Un cadre politique marqué par des décennies de continuité
Pour mesurer la portée de ce double changement, il faut revenir sur les durées de mandat concernées. Marcel Niat Njifenji présidait le Sénat depuis son inauguration, il y a treize ans. Cavaye Yéguié Djibril dirigeait l’Assemblée nationale depuis 1992, soit depuis 34 ans.
Ces durées de fonctions sont exceptionnelles. Elles s’inscrivent dans un paysage institutionnel camerounais marqué par une forte continuité aux postes de direction. Paul Biya dirige le Cameroun depuis 1982, soit depuis plus de quarante ans.
Le RDPC contrôle durablement les deux chambres du Parlement. Les rotations aux postes de direction y restent rares. Dans ce contexte, le renouvellement institutionnel au Cameroun de ce 17 mars constitue une rupture visible avec la tradition de permanence des visages à la tête des assemblées. Cette tradition tenait depuis la création du Sénat en 2013 et, pour l’Assemblée nationale, depuis 1992.
À la tête des deux chambres, des visages nouveaux remplacent des dirigeants historiques. La formation politique qui les a désignés reste, elle, identique. Ce changement de personnels s’inscrit dans un cadre de stabilité partisane continue.
Stéphane Akoa : un « coup de tonnerre » nuancé par l’analyse
L’analyste politique Stéphane Akoa a qualifié l’événement de « coup de tonnerre » pour la population camerounaise. Selon lui, cette population attendait depuis longtemps un renouvellement à la tête des deux institutions parlementaires. Il souligne un sentiment d’attente qu’il décrit comme ancien et réel.
Mais Akoa a aussitôt nuancé ce constat. « Même si l’on peut raisonnablement discuter du fait de savoir si un simple remplacement de personnes va provoquer un grand changement, voire un bouleversement dans le fonctionnement des institutions », a-t-il déclaré à l’AFP mardi.
Cette réserve est centrale dans son analyse. L’analyste sépare l’impact symbolique du changement de ses effets potentiels sur le fonctionnement réel des assemblées. Les deux nouvelles présidences émanent du même parti que les précédentes. Un changement de personnes ne modifie pas mécaniquement les règles d’organisation des chambres : c’est le cœur de la réserve exprimée.
Pour Stéphane Akoa, cette double élection répond à une attente populaire sur le plan des symboles. La dimension fonctionnelle du changement reste, selon lui, une question entière. L’avenir dira si le renouvellement des personnes entraîne celui des pratiques.

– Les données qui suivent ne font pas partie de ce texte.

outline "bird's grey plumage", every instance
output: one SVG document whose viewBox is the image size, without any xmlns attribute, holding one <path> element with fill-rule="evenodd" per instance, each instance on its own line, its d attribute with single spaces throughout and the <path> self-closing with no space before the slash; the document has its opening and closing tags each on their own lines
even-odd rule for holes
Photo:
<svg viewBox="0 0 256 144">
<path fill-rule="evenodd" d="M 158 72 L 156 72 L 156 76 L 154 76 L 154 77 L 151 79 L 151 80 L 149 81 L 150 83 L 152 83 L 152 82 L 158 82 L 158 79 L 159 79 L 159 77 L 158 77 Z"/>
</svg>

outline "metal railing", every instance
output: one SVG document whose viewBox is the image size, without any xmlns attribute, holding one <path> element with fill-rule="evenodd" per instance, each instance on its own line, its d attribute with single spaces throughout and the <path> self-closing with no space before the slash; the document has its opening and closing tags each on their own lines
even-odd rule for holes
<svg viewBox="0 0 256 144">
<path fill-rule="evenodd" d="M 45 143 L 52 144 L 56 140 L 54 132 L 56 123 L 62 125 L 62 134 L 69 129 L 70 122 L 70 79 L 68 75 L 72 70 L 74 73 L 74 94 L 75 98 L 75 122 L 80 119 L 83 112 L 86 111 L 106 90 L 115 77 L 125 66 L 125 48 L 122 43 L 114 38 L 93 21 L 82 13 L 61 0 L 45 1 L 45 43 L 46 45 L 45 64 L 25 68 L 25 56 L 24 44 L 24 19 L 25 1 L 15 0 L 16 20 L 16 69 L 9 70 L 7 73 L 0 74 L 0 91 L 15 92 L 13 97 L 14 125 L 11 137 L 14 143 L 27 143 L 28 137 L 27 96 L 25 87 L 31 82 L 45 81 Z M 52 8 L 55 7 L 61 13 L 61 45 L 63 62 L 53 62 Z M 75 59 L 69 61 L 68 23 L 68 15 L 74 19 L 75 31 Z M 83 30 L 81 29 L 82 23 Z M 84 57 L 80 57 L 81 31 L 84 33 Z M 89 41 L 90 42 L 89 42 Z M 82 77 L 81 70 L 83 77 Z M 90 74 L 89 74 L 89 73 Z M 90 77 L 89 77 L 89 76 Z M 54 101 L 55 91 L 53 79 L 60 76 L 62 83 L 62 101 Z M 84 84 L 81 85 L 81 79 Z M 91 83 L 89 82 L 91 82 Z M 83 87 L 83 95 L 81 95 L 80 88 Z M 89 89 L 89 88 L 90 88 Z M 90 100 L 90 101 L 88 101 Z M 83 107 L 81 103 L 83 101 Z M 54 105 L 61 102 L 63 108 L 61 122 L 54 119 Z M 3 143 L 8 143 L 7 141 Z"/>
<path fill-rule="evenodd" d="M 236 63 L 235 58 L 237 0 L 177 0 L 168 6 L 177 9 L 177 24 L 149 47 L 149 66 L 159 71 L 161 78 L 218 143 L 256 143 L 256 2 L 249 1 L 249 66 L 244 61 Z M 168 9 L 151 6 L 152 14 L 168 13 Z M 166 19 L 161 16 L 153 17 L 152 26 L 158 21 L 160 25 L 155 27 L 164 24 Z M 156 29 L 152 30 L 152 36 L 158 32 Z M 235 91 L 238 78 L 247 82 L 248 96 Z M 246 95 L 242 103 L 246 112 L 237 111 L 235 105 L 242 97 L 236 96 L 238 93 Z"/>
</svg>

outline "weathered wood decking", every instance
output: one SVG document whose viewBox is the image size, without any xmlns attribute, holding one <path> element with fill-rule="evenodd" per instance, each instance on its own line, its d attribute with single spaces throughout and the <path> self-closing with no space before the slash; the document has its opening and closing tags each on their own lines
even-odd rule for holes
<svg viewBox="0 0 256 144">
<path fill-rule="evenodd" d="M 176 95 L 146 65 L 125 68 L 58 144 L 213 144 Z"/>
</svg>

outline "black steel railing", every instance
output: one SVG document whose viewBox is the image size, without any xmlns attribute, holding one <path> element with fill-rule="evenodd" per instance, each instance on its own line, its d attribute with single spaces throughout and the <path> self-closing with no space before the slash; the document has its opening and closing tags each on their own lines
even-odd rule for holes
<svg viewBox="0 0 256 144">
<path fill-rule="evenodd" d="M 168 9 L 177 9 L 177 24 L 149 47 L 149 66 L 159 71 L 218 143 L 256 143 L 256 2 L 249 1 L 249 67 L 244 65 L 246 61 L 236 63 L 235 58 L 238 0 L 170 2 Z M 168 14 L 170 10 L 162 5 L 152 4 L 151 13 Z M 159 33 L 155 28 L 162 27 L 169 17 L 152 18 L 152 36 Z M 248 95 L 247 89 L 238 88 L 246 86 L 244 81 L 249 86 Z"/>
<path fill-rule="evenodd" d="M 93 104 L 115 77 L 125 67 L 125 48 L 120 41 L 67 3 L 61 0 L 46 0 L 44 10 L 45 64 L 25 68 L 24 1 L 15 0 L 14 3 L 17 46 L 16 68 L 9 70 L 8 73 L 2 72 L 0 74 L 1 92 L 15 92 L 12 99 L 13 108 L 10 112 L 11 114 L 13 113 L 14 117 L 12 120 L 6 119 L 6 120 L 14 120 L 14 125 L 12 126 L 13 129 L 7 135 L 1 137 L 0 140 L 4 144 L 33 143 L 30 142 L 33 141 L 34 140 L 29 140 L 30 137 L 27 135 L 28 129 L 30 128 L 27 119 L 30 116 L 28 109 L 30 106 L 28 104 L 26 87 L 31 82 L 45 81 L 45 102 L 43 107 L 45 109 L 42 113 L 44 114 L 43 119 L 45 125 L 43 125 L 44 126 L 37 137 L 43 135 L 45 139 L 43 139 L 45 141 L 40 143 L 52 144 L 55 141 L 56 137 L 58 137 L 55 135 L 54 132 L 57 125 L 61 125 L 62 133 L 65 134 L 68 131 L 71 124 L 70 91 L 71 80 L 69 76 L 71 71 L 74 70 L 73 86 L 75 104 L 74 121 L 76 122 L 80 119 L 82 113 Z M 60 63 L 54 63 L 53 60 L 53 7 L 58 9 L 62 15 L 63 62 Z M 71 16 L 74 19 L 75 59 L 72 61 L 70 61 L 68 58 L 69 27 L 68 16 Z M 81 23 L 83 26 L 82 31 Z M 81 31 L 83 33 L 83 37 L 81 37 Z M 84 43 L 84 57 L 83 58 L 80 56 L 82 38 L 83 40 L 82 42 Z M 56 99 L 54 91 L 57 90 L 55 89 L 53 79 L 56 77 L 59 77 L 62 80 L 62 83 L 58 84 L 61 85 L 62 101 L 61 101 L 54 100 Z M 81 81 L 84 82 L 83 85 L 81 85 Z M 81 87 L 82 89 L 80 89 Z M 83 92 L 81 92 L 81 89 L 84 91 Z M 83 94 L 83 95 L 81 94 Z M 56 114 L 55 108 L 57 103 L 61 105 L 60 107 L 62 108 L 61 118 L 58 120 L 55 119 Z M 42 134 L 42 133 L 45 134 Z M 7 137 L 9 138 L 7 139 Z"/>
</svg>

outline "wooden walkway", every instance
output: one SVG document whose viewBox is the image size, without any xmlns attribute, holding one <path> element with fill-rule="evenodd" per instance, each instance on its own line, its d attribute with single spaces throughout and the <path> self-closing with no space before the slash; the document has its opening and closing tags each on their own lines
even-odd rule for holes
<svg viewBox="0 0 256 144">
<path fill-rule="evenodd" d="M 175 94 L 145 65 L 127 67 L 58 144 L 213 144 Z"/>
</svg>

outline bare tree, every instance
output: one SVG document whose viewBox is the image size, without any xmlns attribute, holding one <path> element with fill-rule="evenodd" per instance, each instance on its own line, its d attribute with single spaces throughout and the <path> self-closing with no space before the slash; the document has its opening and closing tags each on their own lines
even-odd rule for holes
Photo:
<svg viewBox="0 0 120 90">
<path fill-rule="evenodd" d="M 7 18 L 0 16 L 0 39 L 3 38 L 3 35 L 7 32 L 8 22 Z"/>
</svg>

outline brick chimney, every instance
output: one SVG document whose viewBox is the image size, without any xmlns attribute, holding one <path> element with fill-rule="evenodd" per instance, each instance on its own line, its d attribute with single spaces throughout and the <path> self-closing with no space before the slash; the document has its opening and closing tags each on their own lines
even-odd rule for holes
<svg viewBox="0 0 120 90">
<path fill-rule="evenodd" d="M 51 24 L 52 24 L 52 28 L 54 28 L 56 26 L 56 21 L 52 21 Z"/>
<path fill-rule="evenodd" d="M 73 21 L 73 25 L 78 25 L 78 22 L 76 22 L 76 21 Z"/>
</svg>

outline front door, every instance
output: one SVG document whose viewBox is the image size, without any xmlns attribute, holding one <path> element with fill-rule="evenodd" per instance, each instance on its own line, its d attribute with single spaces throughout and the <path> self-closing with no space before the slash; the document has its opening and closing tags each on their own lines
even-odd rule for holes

Renouvellement institutionnel au Cameroun : un signal à confirmer dans les faits
Les deux nouvelles présidences s’installent dans un Parlement chargé d’attentes. La population camerounaise espérait, selon Stéphane Akoa, ce changement depuis longtemps. Cette attente, qu’il décrit comme ancienne et réelle, reste pour l’instant sans réponse certaine sur le fond. La question reste ouverte : un renouvellement des personnes peut-il produire un renouvellement des pratiques institutionnelles ?

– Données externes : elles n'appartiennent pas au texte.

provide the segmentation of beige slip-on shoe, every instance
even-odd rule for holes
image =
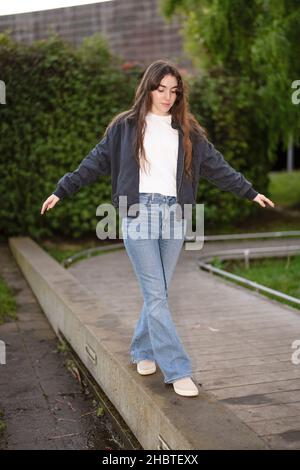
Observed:
[[[143,361],[139,361],[137,363],[137,371],[141,375],[154,374],[154,372],[156,372],[156,364],[154,361],[144,359]]]
[[[199,390],[192,381],[191,377],[183,377],[173,382],[173,388],[178,395],[184,397],[195,397],[199,395]]]

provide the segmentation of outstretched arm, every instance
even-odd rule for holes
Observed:
[[[200,176],[223,191],[230,191],[238,197],[255,201],[262,207],[265,207],[264,202],[274,207],[274,203],[270,199],[259,194],[242,173],[229,165],[211,142],[208,140],[202,142],[201,150]]]
[[[52,209],[60,199],[70,196],[83,186],[93,183],[99,176],[111,173],[112,145],[117,125],[112,125],[103,139],[82,160],[78,168],[66,173],[57,183],[57,187],[43,203],[41,214]]]

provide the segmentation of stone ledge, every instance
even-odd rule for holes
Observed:
[[[268,449],[209,393],[180,397],[160,371],[138,375],[114,312],[30,238],[13,237],[9,245],[54,331],[65,336],[144,449]]]

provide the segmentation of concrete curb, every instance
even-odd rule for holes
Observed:
[[[209,393],[176,395],[161,372],[142,377],[130,363],[117,318],[28,237],[12,253],[54,331],[71,344],[144,449],[268,449]]]

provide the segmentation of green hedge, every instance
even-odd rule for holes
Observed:
[[[0,34],[0,79],[6,105],[0,105],[1,237],[34,239],[60,235],[78,239],[95,234],[96,207],[111,201],[110,176],[40,215],[59,178],[74,171],[102,138],[111,118],[133,103],[141,70],[130,72],[99,35],[78,48],[57,35],[32,45]],[[244,101],[245,102],[244,102]],[[266,188],[266,146],[255,126],[252,97],[235,97],[234,83],[222,76],[191,82],[191,110],[210,131],[225,158],[243,171],[257,190]],[[234,223],[257,210],[201,180],[205,224]]]
[[[75,49],[56,35],[23,46],[0,35],[1,236],[33,238],[95,232],[95,208],[110,202],[110,176],[40,215],[59,178],[102,138],[111,118],[131,105],[140,70],[125,72],[95,35]]]

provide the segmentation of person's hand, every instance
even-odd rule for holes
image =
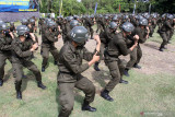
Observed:
[[[100,36],[98,36],[98,35],[94,35],[94,39],[95,39],[97,43],[101,43],[101,39],[100,39]]]
[[[31,28],[31,27],[32,27],[32,25],[31,25],[31,24],[28,24],[28,27]]]
[[[100,60],[100,56],[96,56],[96,54],[93,56],[93,59],[92,59],[94,62],[98,61]]]
[[[58,31],[60,32],[61,31],[61,28],[60,28],[60,26],[58,25]]]
[[[61,35],[60,35],[60,34],[58,35],[58,39],[59,39],[59,38],[61,38]]]
[[[135,40],[139,40],[139,35],[133,36]]]
[[[31,35],[31,37],[32,37],[32,38],[34,38],[34,37],[35,37],[35,35],[34,35],[33,33],[30,33],[30,35]]]
[[[13,35],[13,33],[12,33],[12,32],[10,32],[9,34],[10,34],[10,36],[12,37],[12,39],[14,39],[14,35]]]
[[[31,51],[34,51],[36,48],[38,48],[38,44],[37,44],[37,43],[35,43],[35,44],[32,46]]]
[[[150,33],[150,28],[149,28],[149,26],[147,26],[147,31],[148,31],[148,33]]]
[[[116,31],[116,33],[119,33],[119,31]]]

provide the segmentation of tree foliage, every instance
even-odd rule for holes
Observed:
[[[40,0],[40,12],[43,13],[56,13],[59,15],[61,0]],[[150,0],[150,2],[142,2],[142,0],[62,0],[62,14],[73,15],[73,14],[93,14],[95,9],[95,3],[97,2],[96,13],[119,13],[119,5],[121,12],[133,11],[133,5],[136,3],[136,12],[149,12],[149,5],[152,4],[152,12],[159,13],[174,13],[175,11],[175,0]]]

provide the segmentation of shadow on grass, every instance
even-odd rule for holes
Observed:
[[[27,74],[24,74],[24,78],[22,79],[22,92],[26,90],[28,81],[36,83],[36,78],[32,71],[28,71]]]
[[[10,79],[10,75],[12,74],[12,72],[13,72],[13,69],[11,68],[11,69],[7,72],[7,74],[4,75],[4,79],[3,79],[4,82],[8,82],[8,80]]]
[[[156,49],[156,50],[159,50],[159,47],[158,47],[158,46],[155,46],[155,45],[144,44],[144,46],[150,47],[150,48],[152,48],[152,49]]]
[[[105,75],[104,73],[107,73]],[[106,85],[106,80],[110,80],[109,72],[101,70],[100,72],[93,71],[92,72],[92,78],[102,86],[104,87]]]
[[[58,115],[59,115],[59,112],[60,112],[59,94],[60,94],[60,92],[59,92],[59,90],[57,87],[56,89],[56,102],[57,102],[57,105],[58,105],[58,107],[57,107]]]
[[[154,42],[154,43],[158,43],[158,44],[161,44],[162,42],[161,40],[156,40],[156,39],[153,39],[151,42]]]

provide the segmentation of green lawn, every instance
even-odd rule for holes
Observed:
[[[159,35],[150,39],[159,40]],[[173,37],[175,39],[175,36]],[[173,40],[173,45],[175,40]],[[42,57],[39,51],[35,55],[37,59],[33,61],[40,70]],[[93,69],[90,69],[92,72]],[[85,75],[89,74],[85,71]],[[11,65],[7,61],[5,82],[0,87],[0,117],[57,117],[60,108],[58,102],[59,91],[57,89],[58,67],[54,66],[52,58],[49,59],[49,68],[43,74],[43,82],[47,85],[47,90],[43,91],[37,87],[34,75],[24,69],[27,79],[23,79],[23,100],[15,98],[14,79],[12,77]],[[104,67],[102,79],[97,79],[94,83],[98,89],[104,87],[105,75],[109,72]],[[90,79],[93,79],[92,75]],[[81,103],[84,94],[75,90],[74,109],[71,117],[141,117],[140,113],[144,113],[144,117],[175,117],[175,75],[164,73],[144,74],[136,70],[130,71],[130,78],[124,77],[129,81],[128,85],[119,84],[110,93],[114,102],[103,100],[98,94],[92,106],[97,108],[96,113],[81,112]]]

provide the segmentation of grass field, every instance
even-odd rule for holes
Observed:
[[[162,39],[154,33],[149,42],[160,43]],[[175,36],[172,40],[175,47]],[[166,50],[168,51],[168,50]],[[165,52],[166,52],[165,51]],[[175,50],[172,51],[175,54]],[[42,68],[39,50],[33,61],[38,69]],[[143,55],[144,56],[144,55]],[[161,55],[158,55],[161,59]],[[170,55],[172,56],[172,55]],[[173,55],[173,58],[175,56]],[[156,58],[155,58],[156,59]],[[24,69],[26,79],[23,79],[23,100],[15,98],[14,79],[9,61],[5,66],[4,84],[0,87],[0,117],[57,117],[59,113],[57,89],[58,67],[54,66],[52,57],[49,58],[49,68],[43,74],[43,82],[47,90],[37,87],[34,75]],[[144,67],[144,65],[142,65]],[[74,109],[71,117],[175,117],[175,63],[174,73],[156,72],[147,74],[138,70],[130,71],[130,78],[124,77],[129,84],[118,84],[110,93],[114,102],[107,102],[100,96],[100,91],[109,80],[108,69],[102,63],[102,71],[95,72],[90,68],[83,74],[96,86],[95,101],[92,106],[97,108],[96,113],[81,110],[84,94],[75,90]],[[165,67],[166,69],[166,67]],[[96,78],[95,78],[96,77]]]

Aboubakary Abdoulaye connaît le Sénat de l’intérieur. Son mandat de premier vice-président lui a permis d’en suivre le fonctionnement au quotidien. Son élection à l’unanimité indique un consensus solide au sein du RDPC autour de sa candidature.

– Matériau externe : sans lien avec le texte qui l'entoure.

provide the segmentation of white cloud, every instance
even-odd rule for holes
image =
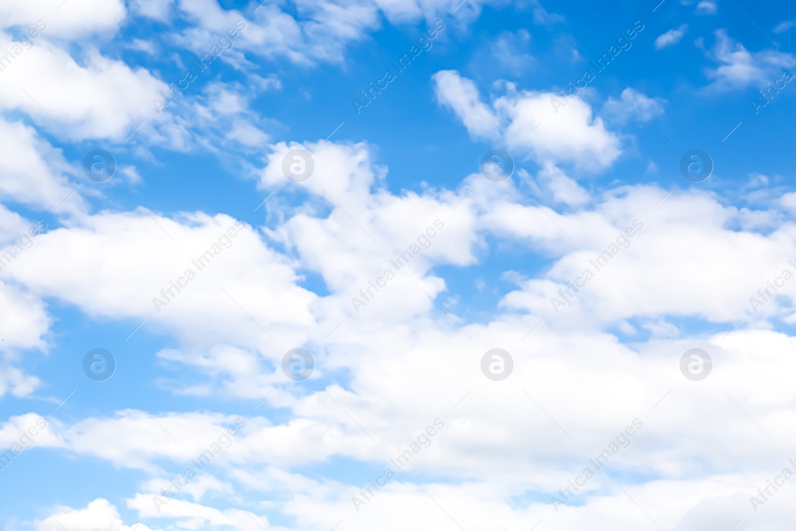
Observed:
[[[655,49],[662,49],[677,44],[683,38],[688,28],[688,24],[681,24],[678,28],[669,29],[666,33],[659,35],[655,39]]]
[[[42,35],[76,38],[115,30],[125,15],[121,0],[8,2],[0,6],[0,28],[17,26],[27,30],[41,21],[46,25]]]
[[[650,98],[628,87],[622,91],[622,97],[609,97],[600,114],[618,123],[626,123],[630,119],[647,123],[650,119],[664,115],[666,103],[663,98]]]
[[[764,85],[779,79],[783,68],[793,67],[794,57],[790,53],[774,49],[749,52],[728,36],[725,29],[713,33],[716,44],[708,56],[721,65],[708,71],[708,76],[715,80],[712,87],[738,89],[753,83]]]
[[[701,0],[696,4],[697,14],[714,15],[717,10],[717,6],[714,0]]]
[[[601,118],[577,96],[553,92],[517,92],[508,84],[507,94],[492,107],[478,99],[474,84],[455,71],[433,77],[440,100],[449,105],[471,134],[501,139],[540,163],[572,163],[595,171],[611,164],[621,154],[619,139],[607,131]],[[539,132],[535,131],[539,127]]]
[[[21,122],[0,119],[0,143],[6,146],[0,157],[0,198],[41,210],[54,210],[75,191],[65,174],[71,172],[60,150],[39,138],[36,131]],[[77,193],[69,197],[60,212],[79,212],[85,205]]]
[[[142,522],[126,525],[119,517],[116,508],[101,498],[89,502],[85,509],[59,506],[50,512],[53,513],[52,516],[33,521],[33,529],[36,531],[63,531],[61,526],[74,531],[154,531]]]
[[[588,192],[561,170],[548,162],[537,178],[552,194],[555,201],[579,206],[591,200]]]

Théodore Datouo prend la tête d’une Assemblée nationale qui n’a connu qu’un seul président depuis 34 ans. Sa nomination à 66 ans représente un rajeunissement marqué par rapport à Cavaye Yéguié Djibril, 86 ans au moment de son départ. Le même écart d’âge se retrouve au Sénat : Njifenji avait 91 ans, Abdoulaye en a 64.
Ce rajeunissement constitue l’un des marqueurs concrets de ce basculement. Il ne garantit pas pour autant une transformation de fond des pratiques parlementaires. Les deux hommes appartiennent tous deux au RDPC.
Ces deux nouveaux présidents dirigent désormais les deux chambres du Parlement camerounais. Tous deux appartiennent à la même formation politique au pouvoir depuis des décennies. La portée réelle de ce renouvellement institutionnel au Cameroun se mesurera dans les mois qui viennent.